Ricotta pistachio tart with crispy eggplant and castelvetrano olives
The other day Isaac asked why gold is valuable, and we instantly answered, “because it’s rare.” By this same logic, it’s more thrilling to see a cuckoo than a sparrow or a wild rose than a blade of grass. When I was little I had a small notebook with a mouse on the cover. I loved
it. And I collected different kinds of grass, I pressed them in the book, and I was going to try to identify them. Well, it’s hard to identify different kinds of grass! Similarly it’s hard to tell one sparrow from another. They’re not widely varied in color or size, and we see some kinds of sparrows so often it almost doesn’t seem worth our while to determine which particular type each is. We almost don’t notice them anymore. But sparrows have some of the prettiest songs
. And not just remarkable for their sweetness, but also for being virtuosic, haunting, with a beautiful tone unlike any other bird’s. And when you see them sing, (which isn’t hard to do, they don’t need to hide because nobody is looking for them, except for other sparrows, of course!) they look joyful, they look happy to be singing. And grass is some of the prettiest, sweetest smelling vegetation on the planet, though it’s not often brightly colored and showy. The true grasses, and the sedges and the rushes, cereals, bamboo and the grasses of lawns. And grasses are among the most useful of plants, giving us food, drink, thatch, even paper. And each blade of grass and each sparrow is unique, is unlike any other, and has experienced life as no other has, which makes them rare, which by our original logic makes them valuable. And being a human, I can’t help thinking about this in human perspective, and thinking about how each person is unique, is wonderfully rare, has a whole world of thoughts and experiences and feelings inside of them that nobody else has ever had ever
. And as any grammatically minded person will tell you, it’s impossible to be more unique, it’s a word that can’t be modified. We don’t have stages of uniqueness, you’re not more unique, or somewhat unique or quite unique. Either you’re unique or you’re not, and, as it happens, you are. Which makes everybody equally rare, equally valuable. The thing we all have in common is that we’re all uncommonly precious.

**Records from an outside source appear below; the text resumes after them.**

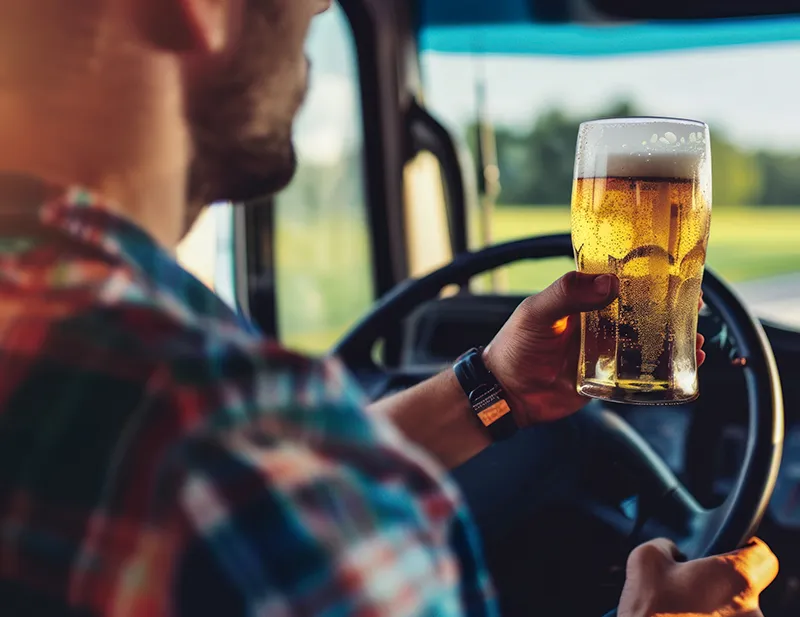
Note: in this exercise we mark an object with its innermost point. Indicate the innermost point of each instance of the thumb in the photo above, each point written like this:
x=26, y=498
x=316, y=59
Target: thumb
x=571, y=294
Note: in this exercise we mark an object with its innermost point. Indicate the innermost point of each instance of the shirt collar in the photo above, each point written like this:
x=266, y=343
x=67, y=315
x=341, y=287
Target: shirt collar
x=33, y=210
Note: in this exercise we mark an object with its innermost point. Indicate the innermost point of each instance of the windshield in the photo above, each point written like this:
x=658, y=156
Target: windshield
x=533, y=105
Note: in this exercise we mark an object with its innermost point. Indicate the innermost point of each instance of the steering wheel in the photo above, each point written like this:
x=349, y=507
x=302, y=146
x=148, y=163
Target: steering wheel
x=669, y=510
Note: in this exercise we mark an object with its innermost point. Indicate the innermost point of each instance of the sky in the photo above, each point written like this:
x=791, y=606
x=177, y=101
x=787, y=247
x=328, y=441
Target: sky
x=751, y=92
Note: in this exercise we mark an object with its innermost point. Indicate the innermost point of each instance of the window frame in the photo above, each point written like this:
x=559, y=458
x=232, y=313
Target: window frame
x=370, y=21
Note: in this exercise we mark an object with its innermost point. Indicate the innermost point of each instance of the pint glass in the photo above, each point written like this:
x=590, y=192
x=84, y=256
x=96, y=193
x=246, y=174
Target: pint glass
x=641, y=209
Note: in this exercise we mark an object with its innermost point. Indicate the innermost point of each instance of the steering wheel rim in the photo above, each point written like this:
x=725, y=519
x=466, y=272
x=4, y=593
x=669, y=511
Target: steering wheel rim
x=713, y=531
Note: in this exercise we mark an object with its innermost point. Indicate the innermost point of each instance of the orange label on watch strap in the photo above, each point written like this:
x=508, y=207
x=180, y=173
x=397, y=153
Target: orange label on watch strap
x=494, y=413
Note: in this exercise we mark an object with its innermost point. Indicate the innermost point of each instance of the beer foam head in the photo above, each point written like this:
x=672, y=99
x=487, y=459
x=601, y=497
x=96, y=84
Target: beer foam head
x=642, y=148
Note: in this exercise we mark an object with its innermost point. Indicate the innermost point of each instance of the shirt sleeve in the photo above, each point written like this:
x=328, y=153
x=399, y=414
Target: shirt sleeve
x=312, y=507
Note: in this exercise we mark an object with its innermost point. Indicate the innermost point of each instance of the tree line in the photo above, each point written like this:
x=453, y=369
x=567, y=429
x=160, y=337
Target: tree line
x=536, y=164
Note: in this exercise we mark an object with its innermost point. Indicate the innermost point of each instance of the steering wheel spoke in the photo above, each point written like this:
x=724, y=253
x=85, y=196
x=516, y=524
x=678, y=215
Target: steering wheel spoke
x=664, y=507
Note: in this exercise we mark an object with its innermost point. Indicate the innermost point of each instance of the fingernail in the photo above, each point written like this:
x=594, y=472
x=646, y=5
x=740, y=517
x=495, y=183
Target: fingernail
x=602, y=284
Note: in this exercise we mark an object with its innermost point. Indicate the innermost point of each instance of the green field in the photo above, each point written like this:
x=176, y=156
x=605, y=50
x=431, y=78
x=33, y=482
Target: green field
x=746, y=243
x=323, y=273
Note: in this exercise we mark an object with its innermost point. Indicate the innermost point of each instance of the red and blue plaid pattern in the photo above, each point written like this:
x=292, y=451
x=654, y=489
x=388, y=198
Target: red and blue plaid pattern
x=158, y=457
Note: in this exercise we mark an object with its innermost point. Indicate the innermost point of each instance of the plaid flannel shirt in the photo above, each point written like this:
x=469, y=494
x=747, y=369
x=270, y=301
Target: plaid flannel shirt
x=159, y=457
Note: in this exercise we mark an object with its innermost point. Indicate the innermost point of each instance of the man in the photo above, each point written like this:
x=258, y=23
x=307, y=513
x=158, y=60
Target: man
x=156, y=456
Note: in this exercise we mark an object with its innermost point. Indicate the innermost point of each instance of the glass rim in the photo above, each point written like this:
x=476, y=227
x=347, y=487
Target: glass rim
x=655, y=120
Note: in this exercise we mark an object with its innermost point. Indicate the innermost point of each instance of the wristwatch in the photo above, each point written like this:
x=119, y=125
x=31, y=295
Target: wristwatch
x=486, y=396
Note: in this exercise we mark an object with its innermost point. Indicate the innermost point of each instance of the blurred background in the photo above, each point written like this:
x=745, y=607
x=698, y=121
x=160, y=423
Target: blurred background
x=532, y=86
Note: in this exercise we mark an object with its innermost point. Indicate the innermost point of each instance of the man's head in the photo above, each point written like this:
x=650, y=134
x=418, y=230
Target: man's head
x=211, y=87
x=241, y=105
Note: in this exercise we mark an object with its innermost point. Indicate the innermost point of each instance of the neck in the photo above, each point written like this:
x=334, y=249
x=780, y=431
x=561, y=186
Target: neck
x=134, y=153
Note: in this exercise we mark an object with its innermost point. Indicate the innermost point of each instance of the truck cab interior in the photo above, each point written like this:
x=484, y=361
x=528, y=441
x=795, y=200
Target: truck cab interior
x=436, y=149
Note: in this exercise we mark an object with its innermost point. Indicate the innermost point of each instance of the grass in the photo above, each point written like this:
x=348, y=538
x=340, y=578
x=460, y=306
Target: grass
x=745, y=244
x=324, y=273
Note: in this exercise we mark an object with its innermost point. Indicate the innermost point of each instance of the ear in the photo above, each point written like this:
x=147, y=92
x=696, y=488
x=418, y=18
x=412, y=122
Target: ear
x=188, y=26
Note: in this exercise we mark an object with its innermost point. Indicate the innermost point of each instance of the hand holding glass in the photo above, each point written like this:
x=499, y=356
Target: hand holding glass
x=641, y=209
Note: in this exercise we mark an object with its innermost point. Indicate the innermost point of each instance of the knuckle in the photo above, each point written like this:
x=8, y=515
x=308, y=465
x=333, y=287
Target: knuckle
x=566, y=283
x=645, y=556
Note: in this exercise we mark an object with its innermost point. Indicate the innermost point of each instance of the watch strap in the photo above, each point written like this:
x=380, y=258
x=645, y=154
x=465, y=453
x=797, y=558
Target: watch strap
x=486, y=396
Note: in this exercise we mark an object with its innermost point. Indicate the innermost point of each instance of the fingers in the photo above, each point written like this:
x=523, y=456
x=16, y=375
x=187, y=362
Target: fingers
x=757, y=563
x=571, y=294
x=653, y=556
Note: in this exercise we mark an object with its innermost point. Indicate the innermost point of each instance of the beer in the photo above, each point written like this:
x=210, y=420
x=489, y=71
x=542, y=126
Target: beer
x=647, y=220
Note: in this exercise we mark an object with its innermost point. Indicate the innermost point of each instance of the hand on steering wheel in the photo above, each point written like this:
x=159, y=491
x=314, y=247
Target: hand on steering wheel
x=535, y=355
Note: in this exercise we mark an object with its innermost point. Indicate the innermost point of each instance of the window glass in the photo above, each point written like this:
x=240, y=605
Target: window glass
x=534, y=104
x=207, y=251
x=323, y=257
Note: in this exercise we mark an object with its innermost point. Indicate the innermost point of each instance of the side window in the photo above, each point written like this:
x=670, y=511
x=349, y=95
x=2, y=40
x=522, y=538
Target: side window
x=323, y=261
x=207, y=251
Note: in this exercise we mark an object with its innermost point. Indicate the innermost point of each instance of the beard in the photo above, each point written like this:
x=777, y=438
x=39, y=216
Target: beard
x=240, y=117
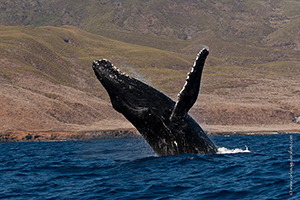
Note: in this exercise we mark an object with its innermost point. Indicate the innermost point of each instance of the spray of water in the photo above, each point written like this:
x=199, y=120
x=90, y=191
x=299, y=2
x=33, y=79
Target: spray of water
x=224, y=150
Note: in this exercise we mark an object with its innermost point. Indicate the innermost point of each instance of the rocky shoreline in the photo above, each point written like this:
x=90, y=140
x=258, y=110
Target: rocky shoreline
x=42, y=136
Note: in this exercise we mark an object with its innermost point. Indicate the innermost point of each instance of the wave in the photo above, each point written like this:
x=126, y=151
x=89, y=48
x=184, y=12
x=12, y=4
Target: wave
x=224, y=150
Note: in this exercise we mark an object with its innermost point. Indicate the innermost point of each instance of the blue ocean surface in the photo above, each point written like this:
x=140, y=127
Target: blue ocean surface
x=128, y=169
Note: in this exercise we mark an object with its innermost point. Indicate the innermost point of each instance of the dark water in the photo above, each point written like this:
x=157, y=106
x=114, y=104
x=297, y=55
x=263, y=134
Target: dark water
x=128, y=169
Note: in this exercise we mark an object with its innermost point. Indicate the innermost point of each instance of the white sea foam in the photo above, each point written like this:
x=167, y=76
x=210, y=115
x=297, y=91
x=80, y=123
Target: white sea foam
x=224, y=150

Ricotta pistachio tart with crispy eggplant and olives
This is a tart on a pizza crust. The thing that makes it a tart rather than a pizza with strange toppings, according to my own definition, is that it has eggs in it, so it’s almost like a wide shallow quiche. You can put any toppings you like on it, but I highly recommend this combination. Make the eggplant one night, and you can use the leftovers in a million different ways.
Here’s a lovely little film about Django Reinhardt playing j’attendrai. He’s my new favorite!
1 t yeast
1 t sugar
1/2 cup warm water
2 cups flour
1/4 cup olive oil
1 scant t salt
lots of black pepper
In a large bowl combine the yeast, sugar and 1/2 cup warm water. Mix and leave in a warm place for a few minutes to get foamy. Add the flour, salt, pepper and olive oil and stir to combine. Add just enough warm water to make a workable dough. Knead for about five minutes. Return to the big bowl, which has been lightly coated in olive oil. Leave in a warm place for an hour or two to double in bulk. Fold it down, and let it rise again while you make the filling.
Preheat the oven to 425. Lightly coat a big baking sheet with rims with olive oil. Press the dough into the baking sheet to make a thin layer, building up the edges to make a crust. Bake for about 7 minutes, till it loses its shine.
1 cup ricotta cheese
1/2 cup pistachio kernels
2 cups spinach, washed, stems removed
1 t fresh rosemary, chopped
small handful fresh basil leaves
salt and plenty of freshly ground black pepper
Combine everything in a food processor and process until smooth. Pour this into the partly pre-baked tart crust.
Before baking top with eggplant anyone can love, castelvetrano olives, pitted and halved, grape or cherry tomatoes, halved, pine nuts.
Bake for about 20 minutes, till puffed and golden and firm to the touch.